22 ‘watchdog’ projects in Africa win funding

February 5, 2017
innovateAFRICA.fund has selected 22 digital projects for $1 million in seed grants and technology support to tackle issues as diverse as fake news and frontline war reporting, as well as innovative ways for watchdog media to use bots, drones and sensors to improve their reportage.
Image by 123RF

Image by 123RF

The projects, which include both digital journalism and civic technology ideas, were selected from 736 applications from across 49 African countries. Proposals underwent an intensive two-month technical review process that concluded this week with a final evaluation of the 73 strongest ideas by an independent jury of international experts.

“The world is facing challenging political and socio-economic realities. We need the media and other civic watchdogs to provide the checks and balances needed to help us navigate an uncertain future. It has therefore been fantastic to see not just the superb quality and range of entries, but also the diversity of ideas and collaboration that innovateAFRICA has fostered across the region,” says juror and Omidyar Networks director of investments for Africa, Ory Okolloh.

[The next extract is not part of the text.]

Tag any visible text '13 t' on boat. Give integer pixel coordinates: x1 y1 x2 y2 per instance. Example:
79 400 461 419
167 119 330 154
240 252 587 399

Prior to joining Omidyar, Okolloh cofounded the pioneering Ushahidi crowdmap platform, along with a string of other ‘hacktivist’ initiatives.

Code for Africa is the continent’s largest federation of civic technology and data journalism labs, incubated by the International Center for Journalists, with affiliate civic tech labs in: Cameroon, Ethiopia, Ghana, Kenya, Nigeria, Sierra Leone, South Africa, Tanzania and Uganda.

Implementation plans

The 22 innovateAFRICA projects will spend the next month refining their implementation plans and budgets, before receiving seed grants of between $12,500 to $100,000 each, along with engineering support from Code for Africa ’s civic technology labs across the continent. Projects will also benefit from business development and other strategic mentorship from global experts at the Media Development Investment Fund and Global Editors Network.

“We’ve selected some of the brightest innovators in this space to experiment with leapfrog technologies, but the real focus is to help teams build real-world solutions to real-world problems that can immediately be adopted and scaled by mainstream media companies and civil society,” explains innovateAFRICA founder, Justin Arenstein .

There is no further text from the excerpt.